It seems a shame to begin thinking of Christmas before Thanksgiving has come and gone, but that is just what I’ve done for more years now than I care to keep track of. I have to thank our American marketing strategies for this. I’m forced to believe my gift intentions for my loved ones should be upgraded from their inadequacies at every turn.
The national advertising I see on television right down to my own city’s Christmas in the Village, which wraps our town in Christmas decor from its storefronts to its streetlights, all push holiday shopping issues prematurely.
Santa officially arrived on our streets nearly a week before his Thanksgiving turkey could help fortify him for his night-long vigil a month from now.
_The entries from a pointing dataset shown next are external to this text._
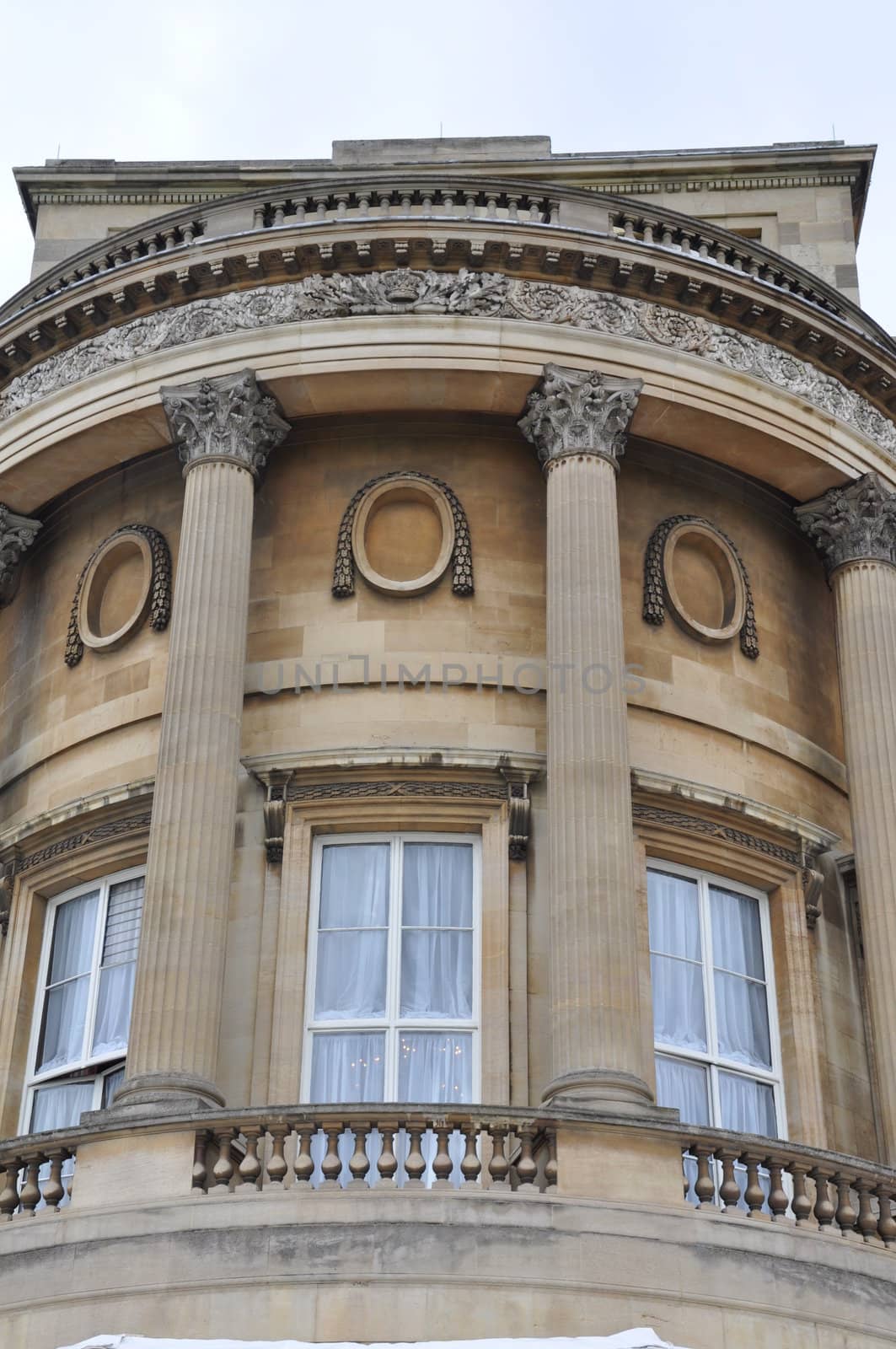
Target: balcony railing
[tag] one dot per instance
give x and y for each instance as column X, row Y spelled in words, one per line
column 308, row 1151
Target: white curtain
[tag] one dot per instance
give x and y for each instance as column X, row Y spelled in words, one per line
column 67, row 1000
column 436, row 950
column 684, row 1088
column 352, row 932
column 435, row 1066
column 748, row 1105
column 348, row 1067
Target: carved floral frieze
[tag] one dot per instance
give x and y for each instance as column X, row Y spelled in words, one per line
column 469, row 294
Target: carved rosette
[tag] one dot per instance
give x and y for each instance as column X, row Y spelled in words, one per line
column 17, row 535
column 224, row 418
column 853, row 524
column 579, row 411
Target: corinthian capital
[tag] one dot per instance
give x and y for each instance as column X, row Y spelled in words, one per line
column 17, row 533
column 579, row 411
column 224, row 418
column 855, row 523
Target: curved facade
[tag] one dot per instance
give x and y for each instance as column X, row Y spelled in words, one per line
column 448, row 755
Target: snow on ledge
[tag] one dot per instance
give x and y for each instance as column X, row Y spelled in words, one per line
column 642, row 1339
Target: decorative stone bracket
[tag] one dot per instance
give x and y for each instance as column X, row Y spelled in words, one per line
column 17, row 535
column 659, row 587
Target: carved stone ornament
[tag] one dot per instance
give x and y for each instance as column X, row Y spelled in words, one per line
column 157, row 598
column 227, row 417
column 657, row 582
column 469, row 294
column 853, row 524
column 579, row 411
column 460, row 552
column 17, row 533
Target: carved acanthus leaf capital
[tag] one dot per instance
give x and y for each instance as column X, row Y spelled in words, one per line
column 579, row 411
column 227, row 417
column 17, row 533
column 853, row 524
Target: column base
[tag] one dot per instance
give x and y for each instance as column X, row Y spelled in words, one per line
column 605, row 1090
column 165, row 1093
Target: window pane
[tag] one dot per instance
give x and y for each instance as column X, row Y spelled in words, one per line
column 73, row 938
column 436, row 975
column 437, row 885
column 114, row 1008
column 123, row 922
column 675, row 922
column 61, row 1106
column 679, row 1016
column 741, row 1015
column 354, row 889
column 351, row 975
column 62, row 1031
column 435, row 1067
column 348, row 1067
column 748, row 1105
column 683, row 1088
column 737, row 937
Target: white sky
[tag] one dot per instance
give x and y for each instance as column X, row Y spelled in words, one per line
column 282, row 78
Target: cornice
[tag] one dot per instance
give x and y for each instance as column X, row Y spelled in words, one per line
column 463, row 293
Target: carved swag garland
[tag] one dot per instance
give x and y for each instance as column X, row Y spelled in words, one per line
column 471, row 294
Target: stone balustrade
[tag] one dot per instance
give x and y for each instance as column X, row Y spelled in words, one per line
column 557, row 1153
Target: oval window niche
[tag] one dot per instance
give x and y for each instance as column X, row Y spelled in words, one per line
column 696, row 571
column 127, row 577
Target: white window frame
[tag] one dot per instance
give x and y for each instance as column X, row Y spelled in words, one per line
column 716, row 1062
column 103, row 1063
column 393, row 1023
Christmas spending was predicted to average $800 per person last year, up 5 percent from 2005, though shoppers can’t afford to be frivolous with the debt level high and the housing market in a decline. Can we keep our heads and act sensibly?
Even though most of us recognize the real world for what it is, we want to be fun and festive as the holiday approaches. We may spend some time looking for a deal before we spend our quota, but spend we will. Nearly one fourth of us will wait till the last minute, more of these men than women.
Due to this last minute trend, the department store ranks as the No. 1 shopping stop because we can go in, find lots of different things and cover a lot of people on our lists within a couple of hours.
Discount stores remain the most popular place to purchase holiday items — three-fourths of shoppers will make Christmas purchases at discount stores – and online venues continue to grow in popularity. Online heavyweights Amazon and eBay will profit from the 50 percent of holiday shoppers who will place orders on the web this Christmas.
Also growing in popularity – and acceptance – are gift cards. According the National Retail Federation, gift card sales rose last year by $6 billion to a total of nearly $25 billion.
Giving a gift card, when I was young, was considered a less-than-thoughtful present because you didn’t put time into the gift. Now, people welcome a gift card because it’s a chance for them to get something that they wanted most and pick it out it themselves.
My daughters have always been partial to Sally Brown’s wish list philosophy (Charlie’s little sister) – appeal to Santa with a single, simple request for $10s and $20s. The money tree the girls mistakenly thought hey glimpsed in our yard is more likely a lemon tree with impossible fruit. You know what they say to do if you’ve been given lemons. Instead of orange juice, I may be serving lemonade on Christmas morning.